Private Student Loans, on the other hand, are when you take out student loans at a private bank. There are pros and cons to this method:
- The details can be more personalized to your situation with fixed rates as well as a variety of interest rates might be offered, especially if you have strong credit.
- In this situation, you are highly likely to need a cosigner. Both cosigners are legally responsible for the balance of the loan and there is no possibility of loan forgiveness. Whereas Federal Student Loans you may have those options.
The biggest difference between Direct Subsidized Federal Loans and Direct Unsubsidized Loans is that the department of education will cover the interest that accrues on your Subsidized Loan while you’re enrolled in school. It is also important to know that eligible undergrads have to show that they are in financial need to get the benefits of this loan.
The Unsubsidized Loan is not based on merit or need and is something that everyone can take advantage of. However, with Unsubsidized Loans, you should be aware that you will be accruing interest with these loans while you are in school and will have to pay that back yourself. Interest will also accrue during any grace period such as deferment or forbearance. With both loans, you must be enrolled in school as at least a half time student.
The next loan that is very important for you to understand is The Parent Plus Loan:
- You must be the biological, adopted or step-parents of the student going to college.
- Parents have to pay the loan while their child is still in college.
- The government does not offer a way to transfer a Parent Plus Loan to their child later on.
We strongly recommend against The Parent Plus loan every time and feel that this should only be considered as a last resort. If you want to know more reasons please feel free to contact us to discuss in greater detail.

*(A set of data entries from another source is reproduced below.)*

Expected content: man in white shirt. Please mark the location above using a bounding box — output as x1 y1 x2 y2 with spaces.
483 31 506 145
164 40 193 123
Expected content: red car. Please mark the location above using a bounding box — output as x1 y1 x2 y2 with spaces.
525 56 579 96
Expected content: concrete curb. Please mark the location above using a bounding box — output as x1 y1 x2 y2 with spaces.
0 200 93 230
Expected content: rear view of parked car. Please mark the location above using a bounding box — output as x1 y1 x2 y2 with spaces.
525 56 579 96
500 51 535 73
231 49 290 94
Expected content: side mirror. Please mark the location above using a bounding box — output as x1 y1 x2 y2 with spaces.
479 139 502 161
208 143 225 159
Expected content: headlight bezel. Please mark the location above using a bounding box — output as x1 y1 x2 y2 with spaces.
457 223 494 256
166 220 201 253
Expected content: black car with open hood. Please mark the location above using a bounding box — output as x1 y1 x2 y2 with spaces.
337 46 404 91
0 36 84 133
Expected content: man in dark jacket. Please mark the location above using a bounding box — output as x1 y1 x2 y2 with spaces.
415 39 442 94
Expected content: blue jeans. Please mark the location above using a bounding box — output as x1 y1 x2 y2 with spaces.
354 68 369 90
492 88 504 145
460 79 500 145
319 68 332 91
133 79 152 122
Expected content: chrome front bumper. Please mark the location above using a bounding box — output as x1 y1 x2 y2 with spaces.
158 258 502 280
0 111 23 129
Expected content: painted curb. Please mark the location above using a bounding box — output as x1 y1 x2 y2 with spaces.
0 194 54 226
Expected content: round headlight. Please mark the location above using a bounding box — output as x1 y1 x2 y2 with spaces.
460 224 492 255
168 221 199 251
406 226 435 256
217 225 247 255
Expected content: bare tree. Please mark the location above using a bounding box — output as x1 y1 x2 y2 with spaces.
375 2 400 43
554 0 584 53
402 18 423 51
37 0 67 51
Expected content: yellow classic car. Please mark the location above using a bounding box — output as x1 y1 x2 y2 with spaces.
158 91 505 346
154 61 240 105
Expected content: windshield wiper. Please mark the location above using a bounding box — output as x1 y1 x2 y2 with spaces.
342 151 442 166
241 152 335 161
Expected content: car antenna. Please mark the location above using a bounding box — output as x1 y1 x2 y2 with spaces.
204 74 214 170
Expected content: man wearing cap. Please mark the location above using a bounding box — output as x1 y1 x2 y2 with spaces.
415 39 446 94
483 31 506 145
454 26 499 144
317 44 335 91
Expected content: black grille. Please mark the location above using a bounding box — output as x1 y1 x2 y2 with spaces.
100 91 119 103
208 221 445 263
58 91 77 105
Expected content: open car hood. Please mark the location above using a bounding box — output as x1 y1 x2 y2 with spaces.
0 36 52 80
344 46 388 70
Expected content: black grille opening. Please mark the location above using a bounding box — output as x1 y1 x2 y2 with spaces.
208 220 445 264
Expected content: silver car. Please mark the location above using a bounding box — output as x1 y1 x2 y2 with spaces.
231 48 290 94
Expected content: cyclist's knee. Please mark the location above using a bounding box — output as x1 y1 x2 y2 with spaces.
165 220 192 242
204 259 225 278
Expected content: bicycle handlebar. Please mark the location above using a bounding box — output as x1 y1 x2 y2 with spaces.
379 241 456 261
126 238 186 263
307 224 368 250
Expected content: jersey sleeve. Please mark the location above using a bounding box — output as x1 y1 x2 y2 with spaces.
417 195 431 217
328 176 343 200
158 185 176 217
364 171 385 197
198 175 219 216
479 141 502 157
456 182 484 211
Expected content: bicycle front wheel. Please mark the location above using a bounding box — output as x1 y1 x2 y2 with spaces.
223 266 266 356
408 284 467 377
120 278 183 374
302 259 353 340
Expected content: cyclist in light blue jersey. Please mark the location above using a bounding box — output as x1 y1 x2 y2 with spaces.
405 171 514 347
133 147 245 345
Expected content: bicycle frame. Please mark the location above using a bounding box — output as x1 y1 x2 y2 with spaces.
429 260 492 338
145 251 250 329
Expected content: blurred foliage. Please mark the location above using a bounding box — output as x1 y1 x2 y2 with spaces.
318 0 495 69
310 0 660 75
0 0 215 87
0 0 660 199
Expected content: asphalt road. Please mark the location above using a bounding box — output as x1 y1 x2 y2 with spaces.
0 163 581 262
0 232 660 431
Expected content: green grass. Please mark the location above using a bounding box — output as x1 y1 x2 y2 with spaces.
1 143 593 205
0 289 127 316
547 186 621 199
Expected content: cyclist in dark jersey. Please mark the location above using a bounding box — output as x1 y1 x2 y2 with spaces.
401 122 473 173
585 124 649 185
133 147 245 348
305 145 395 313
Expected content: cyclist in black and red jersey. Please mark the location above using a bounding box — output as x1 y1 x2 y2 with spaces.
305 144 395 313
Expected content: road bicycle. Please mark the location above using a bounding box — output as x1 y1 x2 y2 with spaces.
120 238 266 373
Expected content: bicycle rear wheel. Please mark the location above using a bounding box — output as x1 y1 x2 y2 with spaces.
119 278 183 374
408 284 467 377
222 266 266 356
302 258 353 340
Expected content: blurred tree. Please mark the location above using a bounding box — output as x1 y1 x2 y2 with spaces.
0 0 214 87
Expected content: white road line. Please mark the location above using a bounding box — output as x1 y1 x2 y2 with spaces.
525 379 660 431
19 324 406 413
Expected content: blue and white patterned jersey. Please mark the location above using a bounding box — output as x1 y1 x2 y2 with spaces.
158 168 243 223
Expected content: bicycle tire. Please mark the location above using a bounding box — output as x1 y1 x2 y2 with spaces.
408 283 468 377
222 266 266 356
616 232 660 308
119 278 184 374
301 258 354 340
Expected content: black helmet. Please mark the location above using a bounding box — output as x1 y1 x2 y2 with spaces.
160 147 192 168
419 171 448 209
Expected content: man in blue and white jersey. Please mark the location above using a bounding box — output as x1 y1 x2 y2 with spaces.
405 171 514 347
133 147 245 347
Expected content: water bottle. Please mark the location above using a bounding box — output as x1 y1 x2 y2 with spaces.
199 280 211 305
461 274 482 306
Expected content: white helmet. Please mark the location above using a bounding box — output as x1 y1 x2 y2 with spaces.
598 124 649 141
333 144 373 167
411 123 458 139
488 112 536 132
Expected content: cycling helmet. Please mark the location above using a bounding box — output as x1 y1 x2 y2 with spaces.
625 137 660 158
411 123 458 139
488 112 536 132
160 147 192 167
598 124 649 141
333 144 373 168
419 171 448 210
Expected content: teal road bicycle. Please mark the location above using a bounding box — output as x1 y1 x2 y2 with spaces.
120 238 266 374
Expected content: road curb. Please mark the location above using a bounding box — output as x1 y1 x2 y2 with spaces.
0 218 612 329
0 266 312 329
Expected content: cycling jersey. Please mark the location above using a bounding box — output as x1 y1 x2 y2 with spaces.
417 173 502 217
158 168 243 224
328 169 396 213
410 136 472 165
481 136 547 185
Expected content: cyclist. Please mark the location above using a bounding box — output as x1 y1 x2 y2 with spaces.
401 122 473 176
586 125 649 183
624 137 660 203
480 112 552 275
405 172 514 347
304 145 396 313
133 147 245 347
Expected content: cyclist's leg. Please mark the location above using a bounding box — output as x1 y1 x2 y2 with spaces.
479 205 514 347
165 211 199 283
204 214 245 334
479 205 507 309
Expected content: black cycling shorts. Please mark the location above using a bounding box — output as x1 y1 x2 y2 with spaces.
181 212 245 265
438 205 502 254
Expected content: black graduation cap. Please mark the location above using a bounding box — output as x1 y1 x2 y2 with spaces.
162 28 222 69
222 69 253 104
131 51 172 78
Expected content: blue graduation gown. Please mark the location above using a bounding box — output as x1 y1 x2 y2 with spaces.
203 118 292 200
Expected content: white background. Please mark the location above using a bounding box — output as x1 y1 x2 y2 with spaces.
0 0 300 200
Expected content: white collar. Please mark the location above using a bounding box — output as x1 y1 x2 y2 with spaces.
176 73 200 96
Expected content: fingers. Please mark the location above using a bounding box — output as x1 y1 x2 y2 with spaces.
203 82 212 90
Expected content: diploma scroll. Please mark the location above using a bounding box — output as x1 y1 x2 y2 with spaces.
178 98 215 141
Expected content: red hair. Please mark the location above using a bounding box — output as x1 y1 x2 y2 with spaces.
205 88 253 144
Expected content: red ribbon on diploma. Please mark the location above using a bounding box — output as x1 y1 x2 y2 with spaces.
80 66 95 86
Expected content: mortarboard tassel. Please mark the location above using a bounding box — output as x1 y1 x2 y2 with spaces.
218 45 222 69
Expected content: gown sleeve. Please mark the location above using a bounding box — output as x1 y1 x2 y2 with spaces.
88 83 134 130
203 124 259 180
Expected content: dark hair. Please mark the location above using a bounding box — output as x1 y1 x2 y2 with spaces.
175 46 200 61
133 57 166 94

Loans are sometimes the only way that a student can attend college, just look at the statistics: there are more than 44 million borrowers who collectively owe $1.5 trillion in student loan debt in the U.S. Student loan debt is now the second highest consumer debt category – behind only mortgage debt – and higher than both credit cards and auto loans. Borrowers in the Class of 2017, on average, owe $28,650, according to the Institute for College Access and Success. So as you consider how to plan for college, paying for it is a huge part of the process and Parros College Planning is here to help you along the way, starting as early as 9th grade.